Professor Michael Rabin claims to have developed a new, unbreakable, encrypting algorithm based on taking “numbers out of the air” (my summarization of the method).
Isn’t it essentially the same method described by Tom Clancy in his novel “The Sum of All Fears” updated for the improvements in technology since then?
Anybody with half a background in cryptography knows this Rabin thing is a crock.
Basically his system is a one-time pad, using some central stream of random numbers to use as the pad. The sender and receiver agree on the start and stop time to get the key.
The system is provably unbreakable, but that’s based on the assumption that noone stores the stream of random numbers, which is the obvious thing that an intruder would do.
A total waste of newsprint, and a good example of why journalists shouldn’t write about things they don’t understand.
I am someone without half a background in cryptography, but it seemed to me that the Rabin approach was that storing the pad would require too much memory - basically putting the weight of cracking the code on storage techniques rather than computational techniques.

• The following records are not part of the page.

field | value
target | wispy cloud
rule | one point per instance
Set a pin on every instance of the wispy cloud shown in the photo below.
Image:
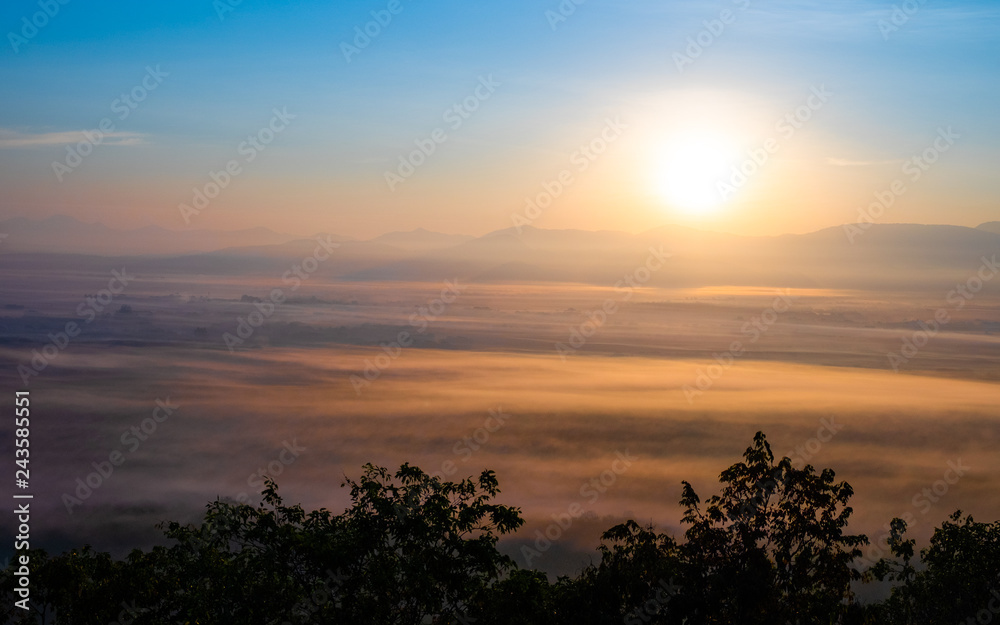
(14, 139)
(846, 162)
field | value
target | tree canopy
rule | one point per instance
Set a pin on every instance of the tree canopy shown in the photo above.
(771, 547)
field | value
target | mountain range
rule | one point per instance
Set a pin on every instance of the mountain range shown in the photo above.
(896, 256)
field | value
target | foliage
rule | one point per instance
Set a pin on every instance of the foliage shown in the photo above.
(771, 547)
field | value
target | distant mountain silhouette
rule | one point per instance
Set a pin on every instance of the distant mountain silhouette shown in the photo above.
(421, 240)
(990, 226)
(885, 256)
(67, 235)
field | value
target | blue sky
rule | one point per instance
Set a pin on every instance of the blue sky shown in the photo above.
(355, 119)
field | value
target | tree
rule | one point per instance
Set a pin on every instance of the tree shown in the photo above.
(959, 581)
(771, 547)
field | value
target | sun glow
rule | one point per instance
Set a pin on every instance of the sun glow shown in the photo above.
(689, 173)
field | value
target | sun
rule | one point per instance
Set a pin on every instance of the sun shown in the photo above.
(688, 174)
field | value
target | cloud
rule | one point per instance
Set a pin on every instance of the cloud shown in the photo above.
(14, 139)
(846, 162)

It seems to me that this approach is a way to build a much larger one time pad… person A and B meet agree that their next transmission will use the code consisting of the x digits (the large one time pad) following the first occurrence of pattern y (the small one time pad) in the stream. (Note - my knowledge of this technique doesn’t extend pass the NYTimes article so I don’t know what other sync. techniques have been proposed). To break this code then would require trying all keys generated by the stream between the original meeting and the first message, which given a long enough interval would be the same as cracking a one time pad of size x.